The law also creates a study group that will recommend to Bevin and the legislature by July 1, 2019, whether Kentucky should completely privatize its foster care system.
The news release said the Johnsons will work with churches in the state to enhance child welfare.
Chris Johnson is the former lead pastor of Liberty Baptist Church in Clermont, Fla., where he worked for 11 years. At the church, the couple began a program to connect prospective foster and adoptive parents with child welfare agencies, the news release said.
The couple has traveled widely to give speeches about the importance of recruiting, training and supporting committed foster care parents.
He has served as president of the Board for Lake Sumter Families, a regional foster and adoptive parent association in Florida, and was on the board of the Florida State Foster and Adoptive Parent Association.
“The Johnson’s commitment to foster care and adoption reform perfectly align with the work we are doing here in Kentucky to transform our child welfare system,” said first lady Glenna Bevin in the news release. “Their experience as foster parents, coupled with their advocacy work within the faith based community, has led to a unique understanding of the challenges that exist for foster and adoptive families.
Their 10 children range in age from 24 years to eight years. Three of their children are biological and seven are adopted from the foster care system. They have fostered more than 40 children in their home, according to the news release.
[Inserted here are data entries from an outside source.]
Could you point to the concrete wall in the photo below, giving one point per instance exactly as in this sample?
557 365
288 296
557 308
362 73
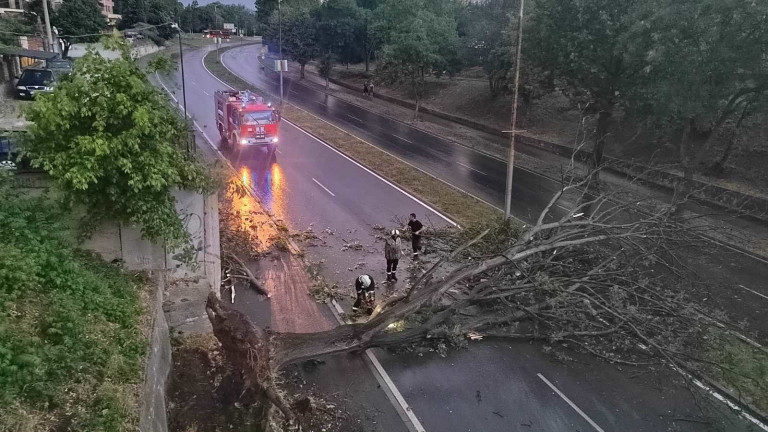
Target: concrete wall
181 287
152 417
“Alicia and I are excited to now be able to devote a greater level of attention toward challenging others to join us in this pursuit of being used to help change lives and toward supporting those who have answered this call and who are on the front lines of protecting and nurturing children and families,” Chris Johnson said in the news release. “We look forward to joining the wonderful team in Kentucky who clearly shares this same passion.”
Bevin and his wife have nine children. Four were adopted from Ethiopia. Their oldest biological daughter, Brittiney, died at age 17 in a 2003 car accident.
The two-year state budget the legislature passed earlier this year included $22 million for pay raises for overwhelmed social workers at the cabinet, who currently have starting salaries of $33,644 and a turnover rate of 24 percent a year. Most other state employees won’t get any pay raises. The budget also had $28 million to hire more social workers to help with growing caseloads and to replace social workers’ outdated computers and telephones.